Hello everyone,
Today the nvidia driver on my server stopped working out of nowhere. Yesterday it was working and today it’s not. I didn’t do anything in yesterday or today.
Today my Plex container stopped working because there was a problem with the nvidia card I was using for transcoding. It’s a GTX 1650.
I tried running nvidia-smi
and it said Failed to initialize NVML: Driver/library version mismatch
. After I tried upgrading my system because it was a months ago I upgraded, maybe it will help. It didn’t. I tried some rebooting because some sources said it solves the issue but it persisted.

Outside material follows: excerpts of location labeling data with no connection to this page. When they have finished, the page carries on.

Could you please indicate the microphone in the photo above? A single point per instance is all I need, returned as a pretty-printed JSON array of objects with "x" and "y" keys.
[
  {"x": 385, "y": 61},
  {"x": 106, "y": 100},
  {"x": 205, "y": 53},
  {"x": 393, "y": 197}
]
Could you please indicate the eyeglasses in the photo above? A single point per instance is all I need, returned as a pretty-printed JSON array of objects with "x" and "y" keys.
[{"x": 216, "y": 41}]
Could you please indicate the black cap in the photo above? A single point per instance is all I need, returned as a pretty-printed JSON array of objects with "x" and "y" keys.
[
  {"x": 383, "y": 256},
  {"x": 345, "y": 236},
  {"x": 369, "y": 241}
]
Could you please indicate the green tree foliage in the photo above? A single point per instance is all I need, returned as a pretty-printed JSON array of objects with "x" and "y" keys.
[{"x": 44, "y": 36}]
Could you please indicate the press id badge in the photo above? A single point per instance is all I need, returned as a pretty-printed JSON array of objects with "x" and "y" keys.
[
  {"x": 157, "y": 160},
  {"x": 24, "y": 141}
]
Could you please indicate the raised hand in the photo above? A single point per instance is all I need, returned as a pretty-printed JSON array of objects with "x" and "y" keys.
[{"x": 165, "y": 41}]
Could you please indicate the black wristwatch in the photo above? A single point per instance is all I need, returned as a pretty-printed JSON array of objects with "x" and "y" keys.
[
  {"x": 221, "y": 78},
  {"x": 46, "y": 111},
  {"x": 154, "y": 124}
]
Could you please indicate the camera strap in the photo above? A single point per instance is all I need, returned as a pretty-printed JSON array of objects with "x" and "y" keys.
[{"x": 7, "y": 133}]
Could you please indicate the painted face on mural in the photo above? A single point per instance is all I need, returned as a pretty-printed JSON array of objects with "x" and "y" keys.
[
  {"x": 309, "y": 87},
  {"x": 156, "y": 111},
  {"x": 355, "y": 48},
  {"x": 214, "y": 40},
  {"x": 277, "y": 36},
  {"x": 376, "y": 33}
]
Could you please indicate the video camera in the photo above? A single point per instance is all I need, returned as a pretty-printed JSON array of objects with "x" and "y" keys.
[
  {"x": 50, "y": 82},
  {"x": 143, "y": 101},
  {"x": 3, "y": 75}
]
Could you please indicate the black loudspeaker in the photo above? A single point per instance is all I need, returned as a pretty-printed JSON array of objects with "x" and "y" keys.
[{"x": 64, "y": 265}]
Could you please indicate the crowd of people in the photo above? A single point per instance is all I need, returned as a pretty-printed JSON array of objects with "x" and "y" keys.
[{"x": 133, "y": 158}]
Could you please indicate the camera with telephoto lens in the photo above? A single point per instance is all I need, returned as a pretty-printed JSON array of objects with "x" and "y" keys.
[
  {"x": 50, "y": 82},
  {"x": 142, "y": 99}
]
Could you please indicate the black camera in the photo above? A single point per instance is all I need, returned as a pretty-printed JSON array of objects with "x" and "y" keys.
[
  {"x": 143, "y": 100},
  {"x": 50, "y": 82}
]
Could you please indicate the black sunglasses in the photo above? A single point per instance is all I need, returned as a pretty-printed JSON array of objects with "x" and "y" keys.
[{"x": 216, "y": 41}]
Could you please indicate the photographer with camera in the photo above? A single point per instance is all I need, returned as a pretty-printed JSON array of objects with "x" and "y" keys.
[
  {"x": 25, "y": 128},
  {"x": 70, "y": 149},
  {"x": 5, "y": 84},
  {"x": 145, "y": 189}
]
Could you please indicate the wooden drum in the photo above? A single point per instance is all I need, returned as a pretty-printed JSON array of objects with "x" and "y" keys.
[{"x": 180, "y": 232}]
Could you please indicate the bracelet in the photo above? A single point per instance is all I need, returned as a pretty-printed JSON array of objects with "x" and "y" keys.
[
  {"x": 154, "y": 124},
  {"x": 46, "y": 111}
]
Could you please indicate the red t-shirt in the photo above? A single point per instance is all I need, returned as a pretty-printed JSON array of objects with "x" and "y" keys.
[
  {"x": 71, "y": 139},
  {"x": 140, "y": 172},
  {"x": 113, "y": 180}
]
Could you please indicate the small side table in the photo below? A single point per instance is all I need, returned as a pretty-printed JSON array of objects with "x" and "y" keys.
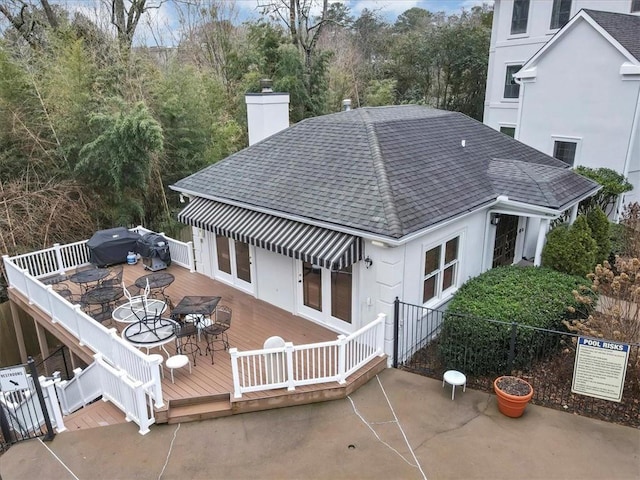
[
  {"x": 177, "y": 361},
  {"x": 455, "y": 379}
]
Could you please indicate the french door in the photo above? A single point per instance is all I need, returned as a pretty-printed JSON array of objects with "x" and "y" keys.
[
  {"x": 234, "y": 263},
  {"x": 327, "y": 295},
  {"x": 504, "y": 249}
]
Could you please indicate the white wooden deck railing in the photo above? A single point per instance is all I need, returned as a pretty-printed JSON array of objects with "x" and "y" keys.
[
  {"x": 295, "y": 365},
  {"x": 23, "y": 272}
]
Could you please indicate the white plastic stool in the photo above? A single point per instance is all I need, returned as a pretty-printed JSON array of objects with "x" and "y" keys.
[
  {"x": 177, "y": 361},
  {"x": 454, "y": 378},
  {"x": 160, "y": 359}
]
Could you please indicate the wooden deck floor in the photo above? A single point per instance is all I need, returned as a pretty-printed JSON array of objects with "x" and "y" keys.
[{"x": 253, "y": 321}]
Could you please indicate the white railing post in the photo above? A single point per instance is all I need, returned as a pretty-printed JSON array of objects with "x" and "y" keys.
[
  {"x": 288, "y": 350},
  {"x": 144, "y": 421},
  {"x": 157, "y": 382},
  {"x": 192, "y": 257},
  {"x": 53, "y": 407},
  {"x": 233, "y": 352},
  {"x": 58, "y": 253},
  {"x": 380, "y": 330},
  {"x": 342, "y": 359}
]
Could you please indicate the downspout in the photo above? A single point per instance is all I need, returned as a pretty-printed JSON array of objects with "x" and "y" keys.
[
  {"x": 542, "y": 233},
  {"x": 633, "y": 138},
  {"x": 516, "y": 134}
]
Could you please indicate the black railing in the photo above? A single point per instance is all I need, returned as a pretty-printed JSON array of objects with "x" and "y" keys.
[
  {"x": 23, "y": 413},
  {"x": 428, "y": 346}
]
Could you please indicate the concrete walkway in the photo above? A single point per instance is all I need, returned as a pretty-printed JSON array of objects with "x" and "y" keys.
[{"x": 398, "y": 426}]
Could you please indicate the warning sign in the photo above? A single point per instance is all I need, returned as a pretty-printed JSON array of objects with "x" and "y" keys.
[
  {"x": 13, "y": 378},
  {"x": 600, "y": 368}
]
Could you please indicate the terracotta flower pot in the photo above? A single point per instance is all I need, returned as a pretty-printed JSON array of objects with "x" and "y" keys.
[{"x": 513, "y": 394}]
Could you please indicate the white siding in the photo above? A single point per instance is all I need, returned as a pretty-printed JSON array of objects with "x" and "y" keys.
[
  {"x": 581, "y": 96},
  {"x": 275, "y": 276},
  {"x": 506, "y": 48}
]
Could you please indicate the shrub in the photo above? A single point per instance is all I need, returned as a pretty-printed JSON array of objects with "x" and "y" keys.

It’s driver reinstall time. Purged the driver with apt purge nvidia*
then installed driver with ubuntu-drivers install --gpgpu nvidia:525-server
. After reboot nvidia-smi
gives the error NVIDIA-SMI has failed because it couldn't communicate with the NVIDIA driver. Make sure that the latest NVIDIA driver is installed and running.
.
lsmod | grep nvidia
shows nothing and /proc/driver/nvidia/version
doesn’t exists. I tried starting nvidia-persistenced with systemctl but it gives this error:
Failed to query NVIDIA devices. Please ensure that the NVIDIA device files (/dev/nvidia*) exist, and that user 113 has read and write permissions for those files.

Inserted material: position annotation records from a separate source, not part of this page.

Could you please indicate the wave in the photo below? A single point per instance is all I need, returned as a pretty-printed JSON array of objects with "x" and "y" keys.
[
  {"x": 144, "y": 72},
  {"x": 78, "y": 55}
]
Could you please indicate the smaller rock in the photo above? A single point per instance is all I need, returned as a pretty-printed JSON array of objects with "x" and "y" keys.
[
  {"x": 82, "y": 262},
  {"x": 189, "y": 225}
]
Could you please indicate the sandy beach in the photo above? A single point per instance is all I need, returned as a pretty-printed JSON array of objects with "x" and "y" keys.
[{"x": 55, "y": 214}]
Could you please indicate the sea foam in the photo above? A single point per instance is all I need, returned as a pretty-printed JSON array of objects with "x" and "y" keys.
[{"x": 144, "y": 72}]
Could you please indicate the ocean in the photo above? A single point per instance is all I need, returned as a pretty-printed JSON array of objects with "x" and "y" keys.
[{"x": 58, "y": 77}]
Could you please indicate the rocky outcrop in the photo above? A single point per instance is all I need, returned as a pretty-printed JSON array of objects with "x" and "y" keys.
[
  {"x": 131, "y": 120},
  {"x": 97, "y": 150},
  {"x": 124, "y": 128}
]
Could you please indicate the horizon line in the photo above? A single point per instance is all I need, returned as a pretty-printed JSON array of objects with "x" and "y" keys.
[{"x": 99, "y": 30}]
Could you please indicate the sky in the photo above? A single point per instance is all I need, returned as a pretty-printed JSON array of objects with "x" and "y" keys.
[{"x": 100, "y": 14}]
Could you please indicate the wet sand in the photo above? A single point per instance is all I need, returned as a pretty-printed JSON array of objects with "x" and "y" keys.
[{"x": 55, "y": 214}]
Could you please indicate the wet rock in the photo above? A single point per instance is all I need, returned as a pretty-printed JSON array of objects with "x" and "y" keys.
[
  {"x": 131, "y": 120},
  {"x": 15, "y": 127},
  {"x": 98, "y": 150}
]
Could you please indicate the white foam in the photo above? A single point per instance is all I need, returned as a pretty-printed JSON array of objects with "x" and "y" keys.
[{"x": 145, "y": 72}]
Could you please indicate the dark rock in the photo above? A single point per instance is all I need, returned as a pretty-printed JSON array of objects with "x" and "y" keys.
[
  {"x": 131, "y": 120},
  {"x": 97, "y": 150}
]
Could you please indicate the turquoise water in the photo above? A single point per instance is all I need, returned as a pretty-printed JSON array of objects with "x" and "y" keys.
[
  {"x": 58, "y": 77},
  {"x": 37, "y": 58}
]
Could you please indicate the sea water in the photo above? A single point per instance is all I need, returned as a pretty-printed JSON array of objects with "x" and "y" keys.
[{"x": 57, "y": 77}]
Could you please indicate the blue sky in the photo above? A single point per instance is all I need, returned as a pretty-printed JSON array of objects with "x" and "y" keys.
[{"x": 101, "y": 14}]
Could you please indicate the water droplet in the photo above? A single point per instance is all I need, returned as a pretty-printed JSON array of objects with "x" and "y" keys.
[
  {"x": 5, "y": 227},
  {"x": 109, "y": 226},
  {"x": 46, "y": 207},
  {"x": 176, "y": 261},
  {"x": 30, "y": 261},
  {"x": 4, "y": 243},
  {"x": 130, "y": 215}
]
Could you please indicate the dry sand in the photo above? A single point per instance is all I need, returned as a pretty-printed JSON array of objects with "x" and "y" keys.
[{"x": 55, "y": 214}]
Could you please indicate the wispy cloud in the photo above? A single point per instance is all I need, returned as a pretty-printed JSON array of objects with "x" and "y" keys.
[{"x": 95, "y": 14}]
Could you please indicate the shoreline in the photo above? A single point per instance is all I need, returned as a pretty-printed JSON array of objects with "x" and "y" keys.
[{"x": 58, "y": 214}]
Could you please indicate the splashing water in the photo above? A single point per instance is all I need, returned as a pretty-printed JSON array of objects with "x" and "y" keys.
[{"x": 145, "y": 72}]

/dev/nvidia* doesn’t exist.
I’m very noobish when it comes to nvidia and linux it was a pain to set it up initially and I was hoping that it wouldn’t go wrong someday. But here I am unfortunatelly. I don’t really know what logs should I show you or what commands should I run to troubleshoot so every tip is appreciated and I will provide logs and things like that if needed.
System info:
- Ubuntu Server 22.04
- kernel: 5.15.0-76-generic
- theoretically installed nvidia driver: nvidia-driver-525-server
Solution
I was using the ubuntu-drivers utility to install the driver but turns out it’s not that great. After installing with the manual method from https://help.ubuntu.com/community/NvidiaDriversInstallation using the command apt install linux-modules-nvidia-${DRIVER_BRANCH}${SERVER}-${LINUX_FLAVOUR}
it’s working again.
I was using the ubuntu-drivers utility that this page mentions too but it turns out it isn’t working very much. Now I installed with the manual method from this page using
apt install linux-modules-nvidia-${DRIVER_BRANCH}${SERVER}-${LINUX_FLAVOUR}
and it’s working. Thank you for the suggestion!